Coronavirus: England’s contact-tracing app readies for launch
A second attempt at a Covid-19 contact-tracing app for England will soon be tested by members of the public.
Officials hope to confirm the date for the limited roll-out within a few days. It could be as soon as next week.
The app will let people scan barcode-like QR codes to log venue visits, as well as implementing Apple and Google’s method of detecting other smartphones.
But efforts are still ongoing to deliver medical test results within the product.
Users will get alerts if others they have recently been close to declare that they have been diagnosed with the coronavirus.
The software will provide information about the prevalence of the disease in the local area to encourage people to be more cautious if levels rise.
The Times has reported that users could also be given a rough count of how many times a day they have been within 2m (6.6ft) of any other person with the app installed, for more than 15 minutes. This could help people spot instances where they could have taken more care and help change their behaviour.
But it appears that Baroness Harding and others in charge of the NHS Test and Trace team still do not believe enough progress has been made to rely on Bluetooth signals to direct users to self-isolate for a fortnight.
That contrasts with their counterparts in Northern Ireland. They launched the StopCOVID NI app last week, which is built round the same Apple-Google framework.
It does tell users to go into quarantine for 14 days if it determines there is a good chance they have been exposed to the virus.
The BBC has been told that officials are considering using the Isle of Wight again to test the English app, and this time other areas could also be involved.
However, no formal decision has been made as yet.
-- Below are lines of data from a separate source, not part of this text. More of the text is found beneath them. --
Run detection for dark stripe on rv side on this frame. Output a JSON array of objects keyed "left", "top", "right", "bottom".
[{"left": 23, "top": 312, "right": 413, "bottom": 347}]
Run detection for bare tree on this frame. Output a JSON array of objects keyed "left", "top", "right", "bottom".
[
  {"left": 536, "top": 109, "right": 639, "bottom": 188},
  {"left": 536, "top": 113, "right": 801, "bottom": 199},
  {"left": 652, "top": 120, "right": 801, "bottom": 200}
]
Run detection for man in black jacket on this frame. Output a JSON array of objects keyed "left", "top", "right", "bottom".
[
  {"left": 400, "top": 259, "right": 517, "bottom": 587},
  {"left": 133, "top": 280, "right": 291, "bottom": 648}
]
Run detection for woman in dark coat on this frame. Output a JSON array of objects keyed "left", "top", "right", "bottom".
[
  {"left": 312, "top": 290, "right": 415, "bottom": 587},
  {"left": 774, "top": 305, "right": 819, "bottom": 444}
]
One technologist said she was concerned the app was being pushed out in an unfinished state to stop further questions being asked about the absence of a contact-tracing app in England at a time local lockdowns are coming into force.
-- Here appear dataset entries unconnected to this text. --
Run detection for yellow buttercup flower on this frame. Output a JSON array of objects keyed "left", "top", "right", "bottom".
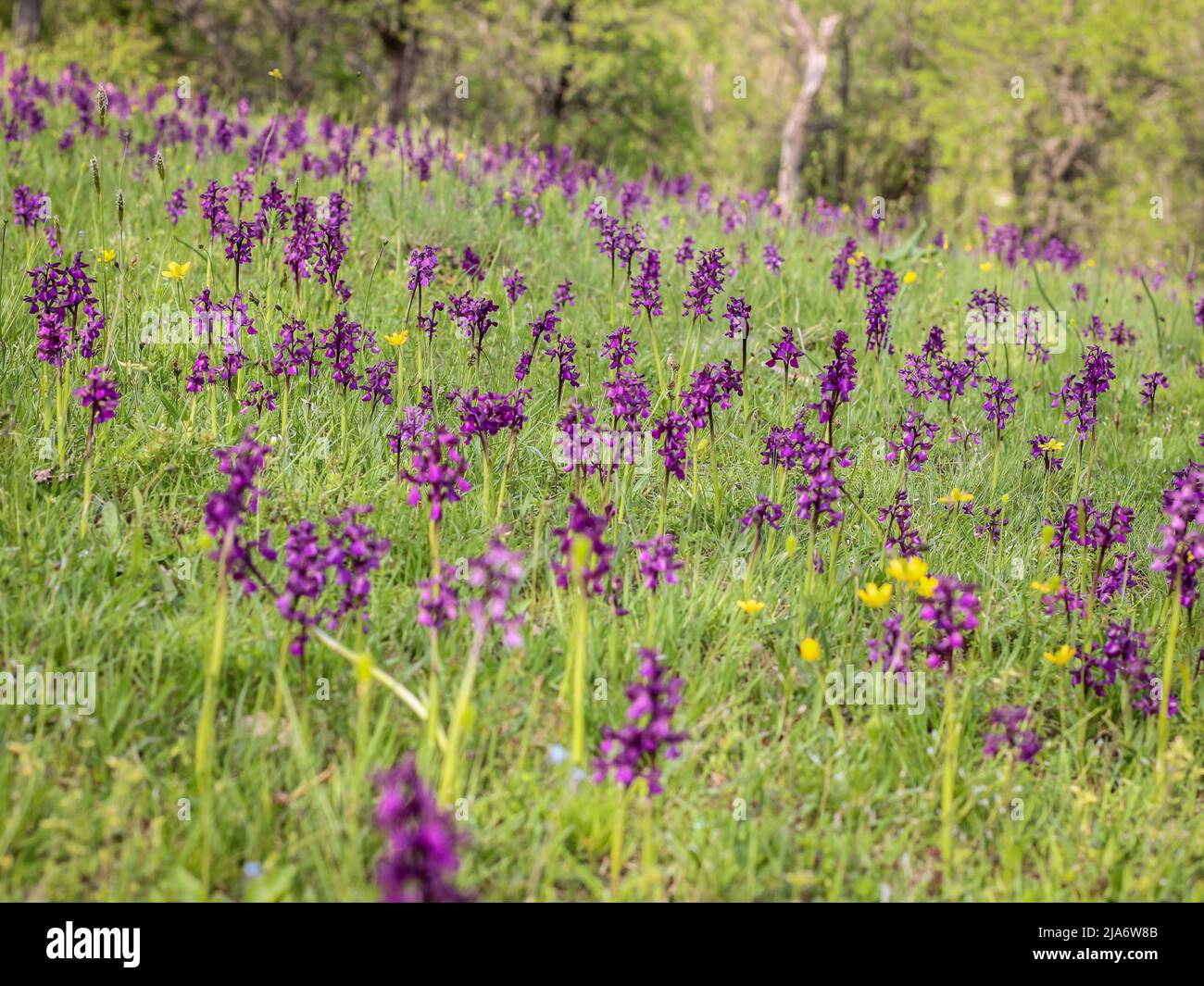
[
  {"left": 939, "top": 486, "right": 974, "bottom": 506},
  {"left": 886, "top": 557, "right": 928, "bottom": 585},
  {"left": 858, "top": 581, "right": 895, "bottom": 609},
  {"left": 1043, "top": 644, "right": 1074, "bottom": 667}
]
“The fact that the software works on the phone doesn’t mean it’s going to create the change that is needed in a community,” added Rachel Coldicutt.
“We’re only going to know it’s effective if it produces timely changes in people’s behaviour.”
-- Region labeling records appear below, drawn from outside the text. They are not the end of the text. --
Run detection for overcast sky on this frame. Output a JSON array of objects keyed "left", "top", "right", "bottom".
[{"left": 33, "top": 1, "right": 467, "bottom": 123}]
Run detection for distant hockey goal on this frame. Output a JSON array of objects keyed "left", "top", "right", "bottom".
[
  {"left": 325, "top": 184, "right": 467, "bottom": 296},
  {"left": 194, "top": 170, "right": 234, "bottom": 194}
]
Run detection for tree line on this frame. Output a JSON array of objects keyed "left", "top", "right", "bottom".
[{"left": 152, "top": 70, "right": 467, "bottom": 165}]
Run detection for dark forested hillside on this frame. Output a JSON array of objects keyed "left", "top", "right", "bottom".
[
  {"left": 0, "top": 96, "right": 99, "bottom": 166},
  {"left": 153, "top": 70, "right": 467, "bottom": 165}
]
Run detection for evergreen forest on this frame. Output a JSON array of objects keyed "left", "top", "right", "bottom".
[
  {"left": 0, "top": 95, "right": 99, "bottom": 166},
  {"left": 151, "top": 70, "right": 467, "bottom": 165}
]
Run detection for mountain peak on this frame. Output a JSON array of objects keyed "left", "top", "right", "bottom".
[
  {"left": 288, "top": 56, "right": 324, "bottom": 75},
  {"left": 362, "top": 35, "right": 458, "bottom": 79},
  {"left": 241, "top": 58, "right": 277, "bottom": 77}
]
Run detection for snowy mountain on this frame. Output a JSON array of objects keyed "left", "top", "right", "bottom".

The government has published limited details about what the new app will do on its website.
It says it will:
- help citizens identify symptoms and order tests, if required
- let people scan QR (quick response) codes displayed at places they visit in case they are later identified as being high-risk
- identify when a user has been exposed to people with the virus and/or been to locations linked to multiple infections
- provide support if they go into self-isolation
It adds that both the Bluetooth and QR code systems are decentralised.
This means that checks to see whether a user has been close to a person later diagnosed as having the virus, or been to one of the flagged venues, happen on their device. As a consequence, officials cannot identify them unless they make contact themselves, which they might do to order a test or warn others.
It remains unclear how long it will be until the app is rolled out nationwide in England.
“The real power of the app will come with mass adoption,” the document acknowledges, adding that businesses and public services will be asked to help encourage its use when it is ready.